My housemate Scott and I were there for six days and even this wasn’t enough time to access all areas. Regrettably, we were unaware that whilst we were over it was music week and a big Berlin music festival was taking place with two of my favourite artists performing; Bastille and Ellie Goulding. Gutted was an understatement of how I felt when we saw the posters spread over Friedrichschain’s graffiti covered walls.


Graffiti is pretty regular in Germany. This was something I learnt from visiting Munich and living in Dusseldorf. You’ll be sitting on a train, passing through built up areas with sprayed artwork scattered over various buildings and even smothering the trains. It pretty much covers the entire city of Berlin. Yes, some of it is insanely creative, however there are other parts of it that really are just plain pointless. I can see the two attitudes that formed towards graffiti. There are some people who think it ruins Berlin and the others that think it makes it. I wish I could have spent a day just searching for huge pieces of this forbidden artwork, although it doesn’t take much looking out for - they’re quite hard to miss. I have no idea which bits of it are allowed and which bits have been achieved through sneaking around late at night. Either way it’s all fascinating to me. I mean you have the posh and proper neighbourhoods but then you have the rough and ready areas – they’re the areas that do it for me. They withhold potential for the alternative scene that lingers around Berlin. The fashion is what I love. It's retro, vintage and alternative. I  observed some of the people I saw in the streets with their unique dress sense. I was a bit disappointed that we couldn't find more second hand shops/vintage shops. It’s also hipster heaven. I don’t have opinions on hipsters; the stereotype is as generic as any other. I never really understand it anyway – too many stereotypes in the world. At the end of the day they are just a way for strangers to label one another.


I think Berlin is full of secrets, special places that wait to be discovered and this is why through researching I’ve found that the ‘places to be’ have altered over the years and will continue to.
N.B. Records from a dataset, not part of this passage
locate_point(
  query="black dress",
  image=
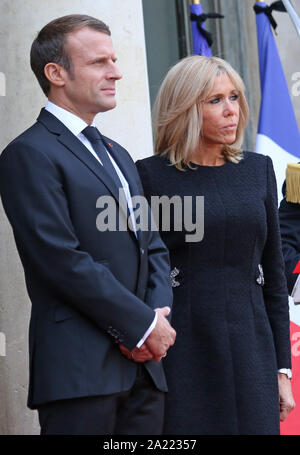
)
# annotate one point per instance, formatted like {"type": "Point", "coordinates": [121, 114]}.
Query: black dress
{"type": "Point", "coordinates": [232, 322]}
It’s such a huge, spread-out place that it’s almost impossible to pinpoint the best area. It’s incredible to visit and see in flesh, the places which in the 20th century were some of the most vital parts of both WWI and WWII. It really puts it all into perspective and makes you realise how haunting it is when you think of what happened and to the extent it was. I remember looking at a section of the WWII exhibition on Auschwitz concentration camp and just feeling my heart drop to my stomach; just realising how many innocent people’s lives were taken from them and how many people forced into doing something they didn’t believe it to help save their own life. It really isn’t a topic for the faint hearted. When you look around the city, standing in front of the Reichstag or walking through the blocks which form the Holocaust memorial it really is hard to imagine that not even a hundred years it was being destroyed by two horrific outbursts of war. Now there are all nationalities that roam the streets; there’s no one guarding the streets ordering people to walk in a specific direction and no one separating the public for their beliefs – there’s freedom. Of course in some areas there still linger those who devote their lives to Nazism but never as many as were involved in a world war.  The world has developed so much in the past hundred years that it makes me wonder what it will be like in another hundred years’ time.


The end to our holiday was a little stressful to say the least. We thought it’d be okay to leave a little later than to arrive two hours before our flight because the airport looked small. This wasn’t a great decision. We checked in our luggage forty minutes before our flight was departing and 10 minutes before the gate was supposed to close. The queues for the Easyjet check-ins were mad. This meant we had to literally chuck our stuff through the security check and run through the airport to get to the gate in time, only to find that they weren’t even boarding the plane yet. With this, we still managed somehow to arrive at Southend ten minutes ahead of schedule. See, all that stressing for nothing…genuinely was under the impression we were going to miss our flight, have to stay another night and pay for another flight – when in Berlin.

I definitely want to go back in the near future. I didn’t get to experience nearly enough of what I want to experience but within the time I was there I did manage to see a lot. I think maybe I will visit again next year for their music week or for my 21st. I still want to move out to Germany and I really hope that one day it can happen.